The fine is one of the biggest handed out by the FSA, and is also the latest of a series of incidents to tarnish the once revered name of Goldman Sachs.

The penalty relates to Goldman's failure to disclose that it was under investigation for fraud by the US financial watchdog earlier this year, a statement said.

"GSI did not set out to hide anything, but its defective systems and controls meant that the level and quality of its communications with the FSA fell far below what we expect of an authorised firm," said the watchdog's managing director of enforcement and financial crime, Margaret Cole.

The penalty comes after Goldman Sachs paid 550 million dollars in July to settle the fraud charges brought by the US regulator, the Securities and Exchange Commission (SEC).
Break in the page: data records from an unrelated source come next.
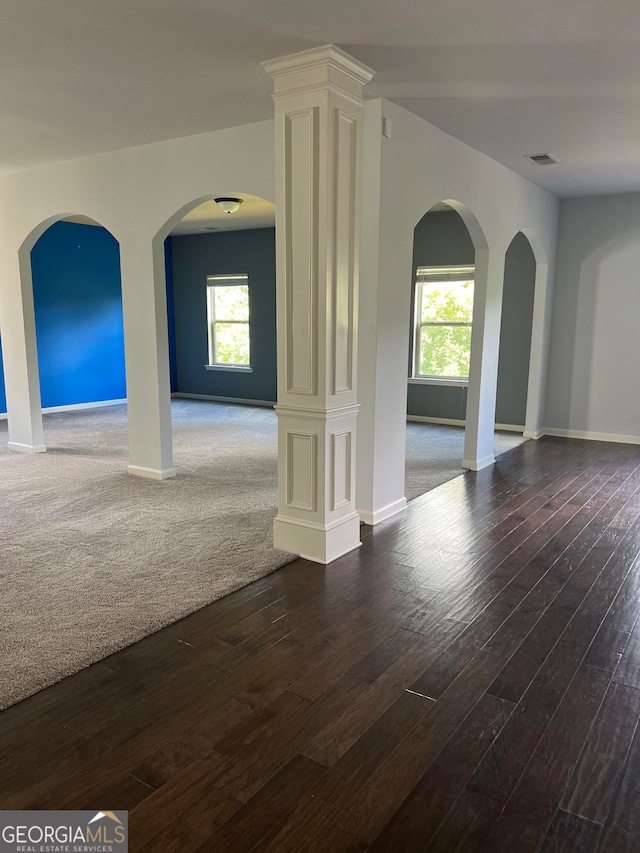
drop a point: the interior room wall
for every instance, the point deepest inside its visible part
(78, 308)
(194, 258)
(405, 175)
(594, 355)
(3, 399)
(171, 314)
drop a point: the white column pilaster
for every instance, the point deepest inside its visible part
(318, 111)
(483, 372)
(20, 354)
(147, 360)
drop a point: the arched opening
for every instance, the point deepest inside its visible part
(515, 335)
(70, 274)
(217, 264)
(448, 243)
(219, 274)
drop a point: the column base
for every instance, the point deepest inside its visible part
(478, 464)
(377, 515)
(151, 473)
(26, 448)
(315, 542)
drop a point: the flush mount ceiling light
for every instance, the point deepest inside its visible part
(541, 159)
(228, 204)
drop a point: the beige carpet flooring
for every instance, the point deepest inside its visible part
(93, 559)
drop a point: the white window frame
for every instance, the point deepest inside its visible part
(435, 274)
(213, 282)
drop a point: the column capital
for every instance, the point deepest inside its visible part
(319, 66)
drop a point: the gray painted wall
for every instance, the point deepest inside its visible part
(595, 356)
(194, 258)
(442, 239)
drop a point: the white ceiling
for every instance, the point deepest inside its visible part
(254, 212)
(510, 78)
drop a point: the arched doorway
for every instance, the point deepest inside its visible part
(442, 310)
(516, 325)
(69, 353)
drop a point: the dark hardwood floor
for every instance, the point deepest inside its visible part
(468, 680)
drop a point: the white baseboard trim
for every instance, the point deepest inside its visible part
(478, 464)
(382, 514)
(616, 438)
(423, 419)
(151, 473)
(26, 448)
(535, 434)
(76, 406)
(178, 395)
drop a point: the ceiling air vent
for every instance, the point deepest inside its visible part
(541, 159)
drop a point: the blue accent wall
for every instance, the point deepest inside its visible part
(78, 310)
(194, 258)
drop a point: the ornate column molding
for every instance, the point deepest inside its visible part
(318, 111)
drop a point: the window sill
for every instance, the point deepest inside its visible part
(454, 383)
(229, 368)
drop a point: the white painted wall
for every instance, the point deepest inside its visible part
(419, 166)
(594, 356)
(137, 193)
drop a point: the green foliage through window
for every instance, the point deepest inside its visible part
(444, 313)
(228, 320)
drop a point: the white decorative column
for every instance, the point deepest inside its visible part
(318, 111)
(146, 342)
(20, 354)
(483, 370)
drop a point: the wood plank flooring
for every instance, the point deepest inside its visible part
(468, 680)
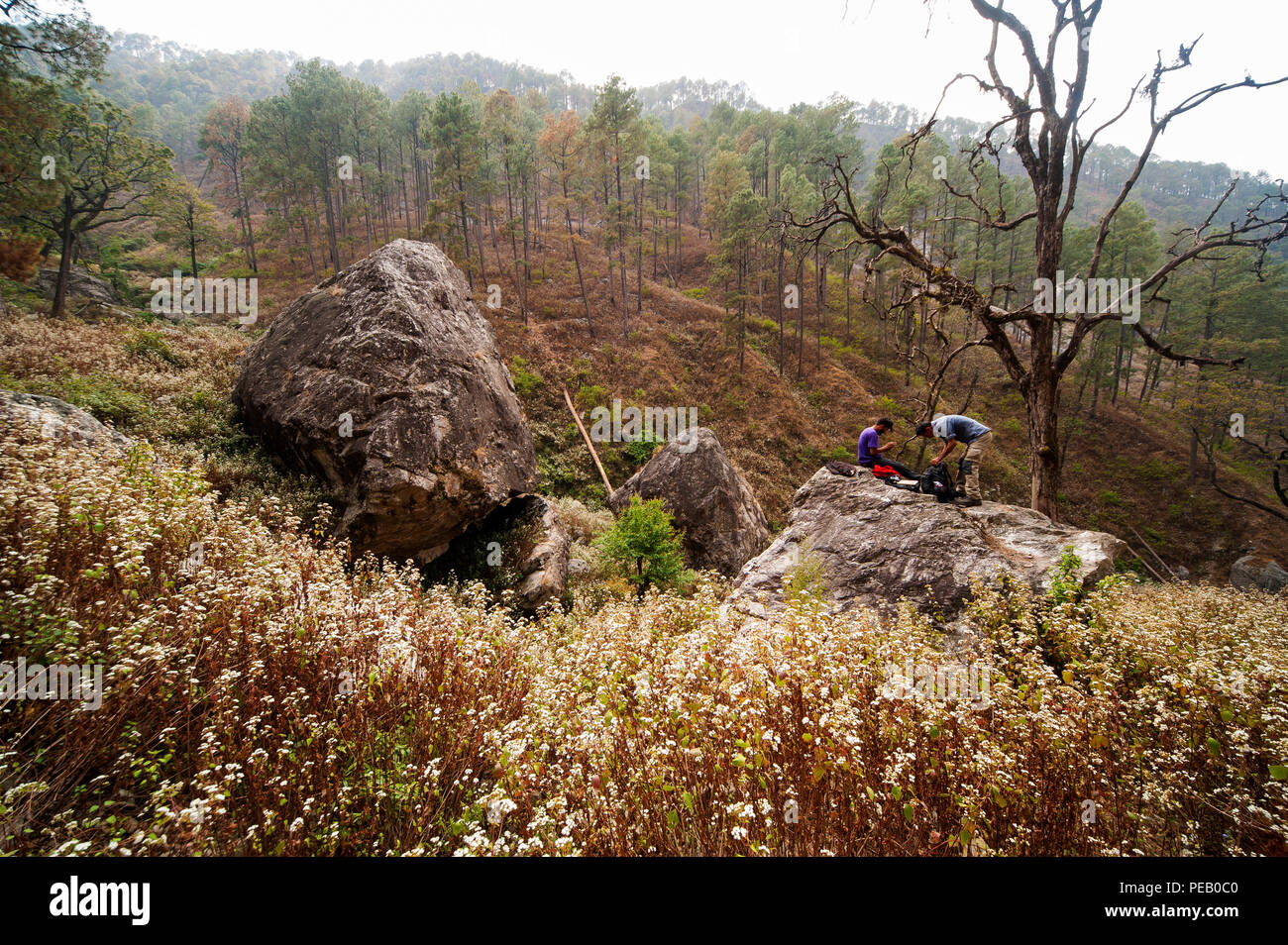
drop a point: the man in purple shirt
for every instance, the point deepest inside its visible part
(871, 448)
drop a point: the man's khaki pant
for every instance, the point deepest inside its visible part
(970, 464)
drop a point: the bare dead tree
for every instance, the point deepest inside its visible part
(1044, 136)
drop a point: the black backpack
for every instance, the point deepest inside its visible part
(938, 481)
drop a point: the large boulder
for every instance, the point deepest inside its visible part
(707, 497)
(386, 381)
(522, 546)
(870, 544)
(58, 420)
(1256, 572)
(544, 557)
(80, 284)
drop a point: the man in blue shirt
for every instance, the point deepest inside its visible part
(871, 448)
(953, 429)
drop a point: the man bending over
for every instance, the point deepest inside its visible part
(954, 429)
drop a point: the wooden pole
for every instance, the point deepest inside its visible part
(1150, 550)
(589, 445)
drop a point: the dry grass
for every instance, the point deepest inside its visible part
(271, 700)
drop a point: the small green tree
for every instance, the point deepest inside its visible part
(645, 545)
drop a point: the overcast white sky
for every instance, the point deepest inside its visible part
(802, 51)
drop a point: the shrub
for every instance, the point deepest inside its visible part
(275, 699)
(524, 381)
(644, 545)
(591, 395)
(581, 523)
(642, 451)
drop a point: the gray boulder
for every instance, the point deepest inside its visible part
(387, 382)
(544, 557)
(1257, 572)
(80, 284)
(870, 545)
(707, 497)
(58, 420)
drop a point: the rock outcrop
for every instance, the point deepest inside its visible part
(707, 497)
(544, 555)
(387, 382)
(80, 284)
(1257, 572)
(872, 544)
(59, 420)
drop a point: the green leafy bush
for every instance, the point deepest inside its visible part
(524, 381)
(644, 545)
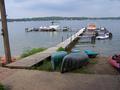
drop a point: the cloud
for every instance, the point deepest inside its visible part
(34, 8)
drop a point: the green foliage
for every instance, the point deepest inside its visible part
(1, 87)
(31, 52)
(60, 49)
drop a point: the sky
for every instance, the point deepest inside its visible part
(70, 8)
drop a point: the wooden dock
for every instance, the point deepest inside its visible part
(32, 60)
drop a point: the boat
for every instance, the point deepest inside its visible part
(115, 61)
(50, 28)
(104, 36)
(91, 27)
(91, 54)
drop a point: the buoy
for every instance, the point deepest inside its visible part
(4, 61)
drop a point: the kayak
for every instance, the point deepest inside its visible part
(91, 54)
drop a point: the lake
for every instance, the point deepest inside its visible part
(21, 40)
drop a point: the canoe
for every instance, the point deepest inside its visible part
(91, 54)
(56, 59)
(74, 61)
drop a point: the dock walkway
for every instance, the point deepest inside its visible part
(32, 60)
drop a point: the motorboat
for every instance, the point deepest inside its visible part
(91, 27)
(50, 28)
(105, 36)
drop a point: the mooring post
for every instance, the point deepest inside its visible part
(5, 32)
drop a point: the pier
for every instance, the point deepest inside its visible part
(32, 60)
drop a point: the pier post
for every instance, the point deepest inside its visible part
(5, 32)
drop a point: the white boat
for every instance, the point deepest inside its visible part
(105, 36)
(50, 28)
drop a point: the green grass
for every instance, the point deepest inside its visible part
(46, 66)
(2, 87)
(60, 49)
(31, 52)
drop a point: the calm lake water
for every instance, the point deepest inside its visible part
(21, 40)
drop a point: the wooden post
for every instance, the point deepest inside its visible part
(5, 32)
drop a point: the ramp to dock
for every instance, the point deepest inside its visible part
(32, 60)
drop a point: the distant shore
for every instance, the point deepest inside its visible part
(61, 18)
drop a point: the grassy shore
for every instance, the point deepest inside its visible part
(1, 87)
(98, 65)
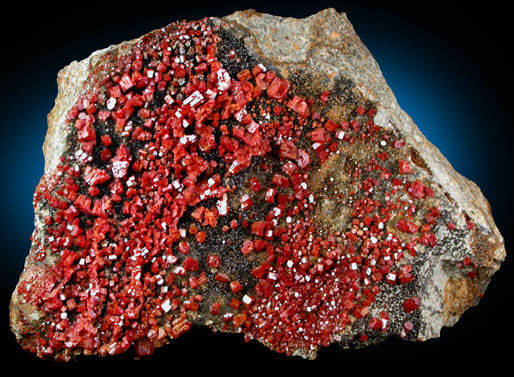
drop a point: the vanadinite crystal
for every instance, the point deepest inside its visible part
(232, 173)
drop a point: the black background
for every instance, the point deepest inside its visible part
(450, 68)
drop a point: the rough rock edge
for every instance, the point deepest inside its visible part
(450, 295)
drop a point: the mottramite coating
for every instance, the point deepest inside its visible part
(193, 190)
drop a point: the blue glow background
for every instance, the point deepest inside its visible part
(447, 80)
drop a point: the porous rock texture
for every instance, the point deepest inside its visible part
(367, 231)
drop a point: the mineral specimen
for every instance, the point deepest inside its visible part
(253, 174)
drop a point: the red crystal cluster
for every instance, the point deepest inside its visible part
(168, 151)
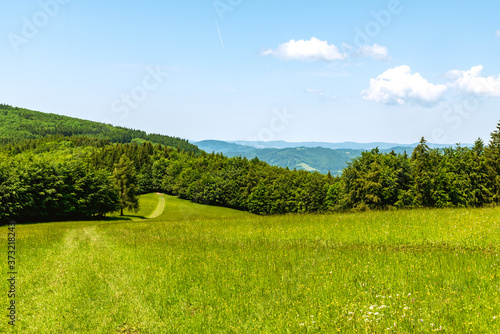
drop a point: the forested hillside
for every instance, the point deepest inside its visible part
(69, 177)
(323, 160)
(17, 124)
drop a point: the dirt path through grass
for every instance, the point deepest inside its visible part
(159, 209)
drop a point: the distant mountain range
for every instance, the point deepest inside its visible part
(311, 156)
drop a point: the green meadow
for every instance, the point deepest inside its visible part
(179, 267)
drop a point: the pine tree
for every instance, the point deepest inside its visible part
(492, 153)
(125, 179)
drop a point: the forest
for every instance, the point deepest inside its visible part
(74, 174)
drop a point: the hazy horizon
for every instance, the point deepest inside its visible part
(375, 71)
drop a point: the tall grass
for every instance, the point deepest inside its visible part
(199, 269)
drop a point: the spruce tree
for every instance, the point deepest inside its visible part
(125, 179)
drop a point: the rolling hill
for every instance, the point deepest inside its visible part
(17, 124)
(317, 158)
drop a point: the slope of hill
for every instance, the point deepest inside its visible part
(17, 124)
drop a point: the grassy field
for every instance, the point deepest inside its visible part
(201, 269)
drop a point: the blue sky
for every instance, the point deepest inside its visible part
(290, 70)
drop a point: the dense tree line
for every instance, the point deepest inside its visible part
(38, 189)
(18, 124)
(59, 177)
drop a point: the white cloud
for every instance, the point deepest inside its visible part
(311, 50)
(375, 51)
(318, 92)
(472, 82)
(399, 86)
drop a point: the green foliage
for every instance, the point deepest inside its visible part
(125, 179)
(39, 189)
(18, 124)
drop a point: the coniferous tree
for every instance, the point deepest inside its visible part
(125, 180)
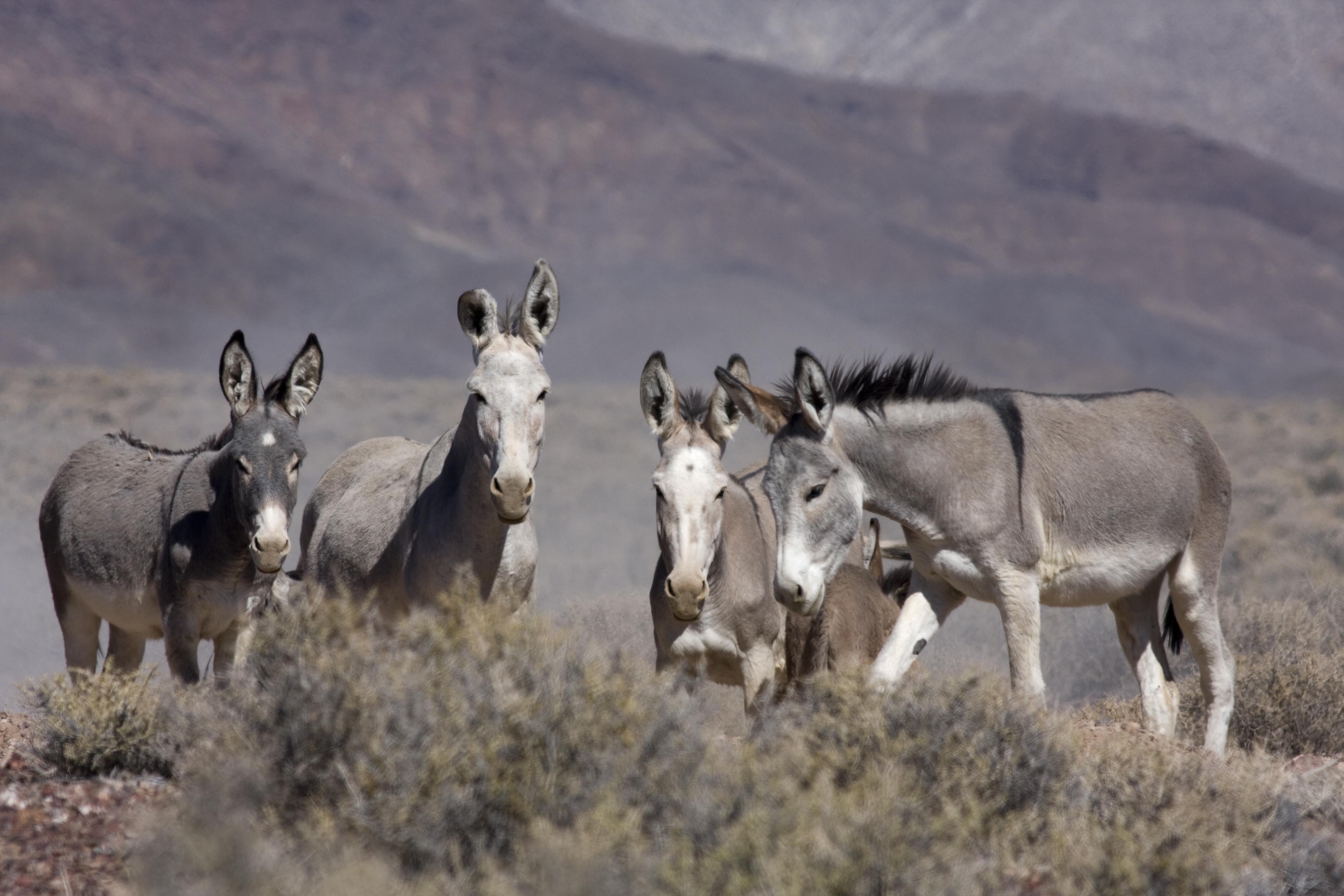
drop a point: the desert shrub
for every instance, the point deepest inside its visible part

The FSA had in April announced that it was launching a probe into Goldman that was linked to the charges brought by the SEC, which alleged fraud over the way the bank sold a subprime mortgage investment.

The British fine also relates to Goldman's failure to tell the British regulator that Fabrice Tourre, an executive linked to the investment product, was under investigation.

This was relevant because Tourre transferred from the United States to London, and so had to be authorised by the FSA.

"We have repeatedly stressed the importance of firms self-reporting regulatory issues to the FSA in a timely way," said Cole.

"This penalty should send a message - particularly to the senior management of large institutions - of the need to have their firm's UK reporting obligations at the forefront of their minds."

In its fraud charges, the SEC accused Goldman of allowing a prominent hedge fund -- Paulson & Co. Inc -- to put together a package of subprime mortgages that were sold to clients, but which Paulson was also betting against.

After agreeing to the settlement with the SEC, the investment bank admitted it had made a "mistake" and given "incomplete" information to clients.

Among clients of Goldman's controversial product were German commercial bank IKB and Britain's RBS.

The type of mortgage-backed securities sold by Goldman in the deal were a key contributor to the financial crisis that peaked in 2008 because many contained risky mortgages.

The trade, which took place during a massive mortgage meltdown in 2007 and as the country was about to fall into a brutal recession, was said to have cost investors around one billion dollars.

The bank has been dragged into another controversy concerning complex instruments used legally by Greece to minimise the scale of its national debt, in order to qualify to join the eurozone. Goldman Sachs provided expertise for the operation.